O secretário atendeu, assim, ao pedido de um dos seis delegados que, em períodos diferentes, atuaram nas investigações, André Luiz Cunha Pereira – o terceiro a assumir a presidência do Inquérito Policial. A conclusão da perícia do professor Mauro Nadvorny, entretanto, foi ignorada pelos delegados que assumiram as investigações após o afastamento de André Cunha: Fabiana Maioral, Danilo Bahiense e Gilson Rocha.
Alexandre Martins foi assassinado a tiros na manhã do dia 24 de março de 2003, quando chegava a uma academia, no bairro Itapoã, em Vila Velha. O Laudo Técnico Pericial de Aplicação do Polígrafo – uma espécie de teste da mentira ou da verdade – concluiu que o juiz Alexandre Martins de Castro Filho foi vítima de latrocínio (roubo seguido de morte) e não crime de mando.

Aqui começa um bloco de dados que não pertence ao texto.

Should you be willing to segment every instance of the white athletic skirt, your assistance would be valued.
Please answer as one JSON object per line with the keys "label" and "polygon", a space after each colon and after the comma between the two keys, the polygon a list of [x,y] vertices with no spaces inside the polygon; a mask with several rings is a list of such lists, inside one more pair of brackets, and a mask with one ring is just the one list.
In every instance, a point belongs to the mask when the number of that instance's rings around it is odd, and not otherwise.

O trabalho efetuado por Mauro Nadvorny teve a participação do também perito em Veracidade e inspetor da Polícia Civil gaúcha Gilson Wives Azevedo e se chama Tecnologia de Análise de Voz (LVA):
“De acordo com nosso estudo sobre a conclusão do programa LVA, chegamos à conclusão de que a morte do Dr. Alexandre Martins de Castro Filho foi resultado de um assalto seguido de morte, praticado e exclusivamente por Odessi Martins da Silva Júnior e Gilliarde Ferreira de Souza, não tendo qualquer relação com um crime de mando”, afirmaram, em documento assinado no dia 4 de dezembro de 2003, os peritos Gilson Wives Azevedo e Mauro Juarez Nadvorny.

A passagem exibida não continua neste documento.